"Fixed" (Tartakovsky, 2025) - Review

Just what the world needs, a film about dogs who like to fuck.

How on earth Netflix thought this would be a good investment is beyond me, yet somehow it’s here, and there’s nothing they can do to FIX it. 

Written by Hailey Passmore

Is Fixed supposed to be relevant to the human male? Or is it just supposed to be that type of immature, disgusting satire that not everyone would understand or appreciate? Because if your balls start talking to you when you’re high, I definitely cannot relate (being that I am female). 

So there’s a dog, named Bull (Adam DeVine), who is adopted as a young pup. Two years later, audiences find him humping Nana’s leg, Nana as in the grandmother of the human household he lives in. And here’s where we know things are going to go down an unexpected and horny road. The dog park is the place to be, and apparently, a daily event for the dogs in Fixed. Bull and his mates – Rocco (Idris Elba), Fetch (Fred Armisen), and Lucky (Bobby Moynihan) – all hang out together in the park, talking about girls, fucking, so on and so forth. Living in the same house his entire life, Bull has developed a lifelong crush on Honey (Kathryn Hahn) – a prize-winning show dog – who is set to win her next competition and mate with none other than local “bully” and award winner Sterling (Beck Bennett). Making things worse for Bull, of course, is when his owners decide it’s time for him to be neutered. With only 24 hours left before his manhood is taken from him, Bull chooses to run away from home and have one last adventure with his two best friends – Ol' Spice and Napoleon (his balls). 

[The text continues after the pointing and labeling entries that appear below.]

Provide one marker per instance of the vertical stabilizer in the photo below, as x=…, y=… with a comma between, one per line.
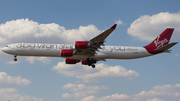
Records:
x=160, y=41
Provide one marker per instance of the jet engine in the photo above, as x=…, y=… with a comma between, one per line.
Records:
x=82, y=44
x=72, y=61
x=67, y=52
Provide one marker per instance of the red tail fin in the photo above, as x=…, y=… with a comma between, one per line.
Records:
x=161, y=40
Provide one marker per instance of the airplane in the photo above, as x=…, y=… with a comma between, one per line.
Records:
x=89, y=52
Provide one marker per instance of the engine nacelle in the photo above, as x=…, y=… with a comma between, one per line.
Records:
x=67, y=52
x=71, y=61
x=84, y=62
x=82, y=44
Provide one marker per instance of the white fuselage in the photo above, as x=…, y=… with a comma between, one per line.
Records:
x=53, y=50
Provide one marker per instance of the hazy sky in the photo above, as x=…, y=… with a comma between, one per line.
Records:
x=155, y=78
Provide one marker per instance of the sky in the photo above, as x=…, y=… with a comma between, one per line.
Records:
x=154, y=78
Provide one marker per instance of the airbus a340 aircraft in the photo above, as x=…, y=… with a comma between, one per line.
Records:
x=89, y=52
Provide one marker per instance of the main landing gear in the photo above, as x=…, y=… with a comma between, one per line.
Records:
x=91, y=62
x=15, y=57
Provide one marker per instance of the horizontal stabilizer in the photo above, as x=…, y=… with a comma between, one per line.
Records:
x=166, y=47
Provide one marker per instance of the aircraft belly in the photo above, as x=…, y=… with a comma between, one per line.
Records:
x=128, y=54
x=37, y=52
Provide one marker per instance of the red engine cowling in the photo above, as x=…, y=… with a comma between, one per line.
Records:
x=71, y=61
x=82, y=44
x=84, y=62
x=67, y=52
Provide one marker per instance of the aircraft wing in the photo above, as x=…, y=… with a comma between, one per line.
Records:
x=97, y=41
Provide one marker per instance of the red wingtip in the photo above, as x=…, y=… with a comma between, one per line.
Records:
x=114, y=26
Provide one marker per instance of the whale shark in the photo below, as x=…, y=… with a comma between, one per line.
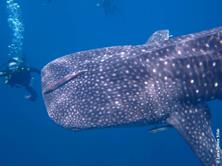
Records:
x=166, y=82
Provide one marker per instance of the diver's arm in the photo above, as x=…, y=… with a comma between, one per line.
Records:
x=35, y=70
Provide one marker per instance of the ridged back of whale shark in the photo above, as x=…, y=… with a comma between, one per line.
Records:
x=167, y=82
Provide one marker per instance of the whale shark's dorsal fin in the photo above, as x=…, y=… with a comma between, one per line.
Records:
x=158, y=37
x=193, y=123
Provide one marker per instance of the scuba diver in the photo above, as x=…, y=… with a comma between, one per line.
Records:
x=18, y=74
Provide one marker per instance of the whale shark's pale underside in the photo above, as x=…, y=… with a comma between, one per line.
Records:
x=167, y=81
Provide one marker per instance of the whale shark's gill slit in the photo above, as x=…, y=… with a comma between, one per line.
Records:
x=53, y=86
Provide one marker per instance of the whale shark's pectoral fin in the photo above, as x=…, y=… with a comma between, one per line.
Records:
x=158, y=37
x=193, y=123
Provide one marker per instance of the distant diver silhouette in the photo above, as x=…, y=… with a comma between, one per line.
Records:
x=16, y=72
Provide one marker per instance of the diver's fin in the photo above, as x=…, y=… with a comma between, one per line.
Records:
x=158, y=37
x=193, y=123
x=157, y=129
x=53, y=86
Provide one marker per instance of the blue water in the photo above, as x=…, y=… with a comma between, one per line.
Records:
x=29, y=138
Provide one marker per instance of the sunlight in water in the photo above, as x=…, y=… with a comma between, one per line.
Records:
x=17, y=27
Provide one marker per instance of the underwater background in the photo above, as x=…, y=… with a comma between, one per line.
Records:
x=53, y=28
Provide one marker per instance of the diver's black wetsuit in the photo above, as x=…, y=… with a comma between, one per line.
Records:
x=21, y=78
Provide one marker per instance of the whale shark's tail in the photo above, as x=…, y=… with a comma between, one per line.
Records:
x=193, y=123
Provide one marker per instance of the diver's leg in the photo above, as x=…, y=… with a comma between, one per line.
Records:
x=32, y=93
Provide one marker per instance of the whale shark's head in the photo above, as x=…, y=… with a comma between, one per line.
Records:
x=98, y=88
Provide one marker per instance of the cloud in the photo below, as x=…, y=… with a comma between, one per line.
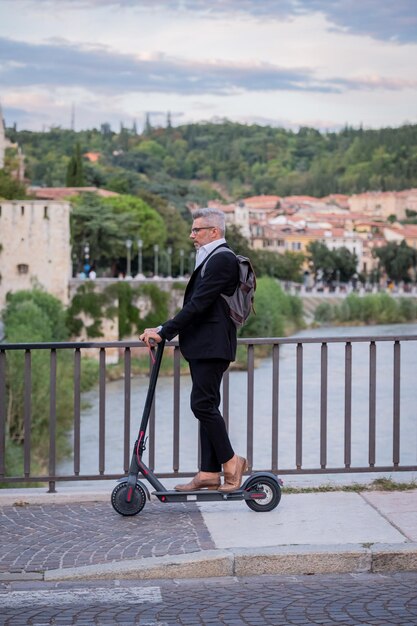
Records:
x=60, y=64
x=63, y=64
x=393, y=21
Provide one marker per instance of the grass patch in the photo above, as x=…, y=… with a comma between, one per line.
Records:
x=379, y=484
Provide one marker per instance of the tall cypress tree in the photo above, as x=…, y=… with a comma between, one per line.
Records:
x=75, y=170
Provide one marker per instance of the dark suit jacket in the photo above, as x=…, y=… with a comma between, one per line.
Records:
x=204, y=327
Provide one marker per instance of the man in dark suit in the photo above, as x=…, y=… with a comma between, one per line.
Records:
x=207, y=339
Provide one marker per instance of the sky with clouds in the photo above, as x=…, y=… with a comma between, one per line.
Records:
x=291, y=63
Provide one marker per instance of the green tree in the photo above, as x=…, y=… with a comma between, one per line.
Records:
x=10, y=188
x=106, y=223
x=36, y=317
x=323, y=261
x=397, y=260
x=75, y=170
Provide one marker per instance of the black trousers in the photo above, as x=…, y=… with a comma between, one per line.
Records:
x=206, y=376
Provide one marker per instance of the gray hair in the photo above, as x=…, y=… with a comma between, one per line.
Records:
x=214, y=217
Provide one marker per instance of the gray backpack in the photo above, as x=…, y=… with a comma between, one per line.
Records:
x=241, y=301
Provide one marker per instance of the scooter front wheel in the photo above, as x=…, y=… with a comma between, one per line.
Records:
x=271, y=491
x=120, y=503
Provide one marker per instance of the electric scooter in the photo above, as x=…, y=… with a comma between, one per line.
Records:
x=261, y=491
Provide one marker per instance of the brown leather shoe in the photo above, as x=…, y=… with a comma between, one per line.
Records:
x=233, y=481
x=200, y=483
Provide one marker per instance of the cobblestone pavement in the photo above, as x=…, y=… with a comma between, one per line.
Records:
x=37, y=538
x=342, y=600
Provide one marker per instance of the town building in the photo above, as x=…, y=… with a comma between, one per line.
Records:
x=383, y=204
x=35, y=247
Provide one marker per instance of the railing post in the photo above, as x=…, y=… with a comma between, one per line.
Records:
x=299, y=408
x=323, y=407
x=127, y=407
x=275, y=407
x=250, y=398
x=2, y=413
x=77, y=410
x=52, y=420
x=348, y=404
x=102, y=412
x=372, y=403
x=396, y=405
x=27, y=412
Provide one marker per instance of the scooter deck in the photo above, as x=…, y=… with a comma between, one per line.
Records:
x=207, y=495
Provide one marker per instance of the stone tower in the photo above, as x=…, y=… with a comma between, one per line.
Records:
x=2, y=140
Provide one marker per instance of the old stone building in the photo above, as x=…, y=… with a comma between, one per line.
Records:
x=34, y=247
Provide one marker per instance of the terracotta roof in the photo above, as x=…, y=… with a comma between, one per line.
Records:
x=60, y=193
x=262, y=202
x=92, y=156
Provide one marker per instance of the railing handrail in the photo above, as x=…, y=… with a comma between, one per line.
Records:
x=253, y=341
x=279, y=422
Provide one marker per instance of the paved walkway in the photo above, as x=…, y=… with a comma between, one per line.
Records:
x=75, y=535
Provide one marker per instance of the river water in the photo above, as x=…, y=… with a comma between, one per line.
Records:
x=263, y=408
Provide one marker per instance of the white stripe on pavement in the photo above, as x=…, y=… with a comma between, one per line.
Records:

In less than 100 minutes, the viewer gets to witness a number of disturbing actions that one should never have to witness being done by a dog, even if the dog may be animated. What on earth could compel someone to decide to make a movie about being sexually aroused, but from the perspective of dogs? Supposedly, there is a purpose to pull a laugh from a joke, yet it does not hit or last if it does. Fixed is unaware of what it is. Is it a film about dogs being turned on? Or is it motivated by this lifelong love story between two canines? Either way, it becomes primitive and unsophisticated too quickly for anything substantial to develop. 

Though one of the most surprising things about Fixed, above the need for it to have been made, and what adds an additional level of audacity is some of the cast members who chose (did they choose, or were they coerced) to be voice-actors for the dogs. Actors including Kathryn Hahn and Idris Elba do give stellar voices to their roles, as well as the rest of the cast. Yet it is lost within the absurdity and disgust of a dog’s balls. At times, the ludicrous plot revolves only around Bull, and while DeVine’s voice is somewhat unrecognizable, it adds a level of discomfort picturing the actor as their corresponding character. While Bull and Sterling tend to be the horniest characters and partake in the most 18+ rated actions, there is a greater level of sophistication when Hahn and Elba’s voices come into play. It feels perhaps like even though they became involved in Fixed, they only involved themselves in the more mature and sophisticated aspects, or events, of the film. 

Impossible to fix, but hopefully possible to forget about, are the thoughts that remain when you finish watching Fixed. There is more to a dog than their want for sex, and though we as humans will never know, Fixed feels like a film made to look down upon them. A piss-take film drenched with sweat and balls, it is now streaming on Netflix, and we’ll never know why.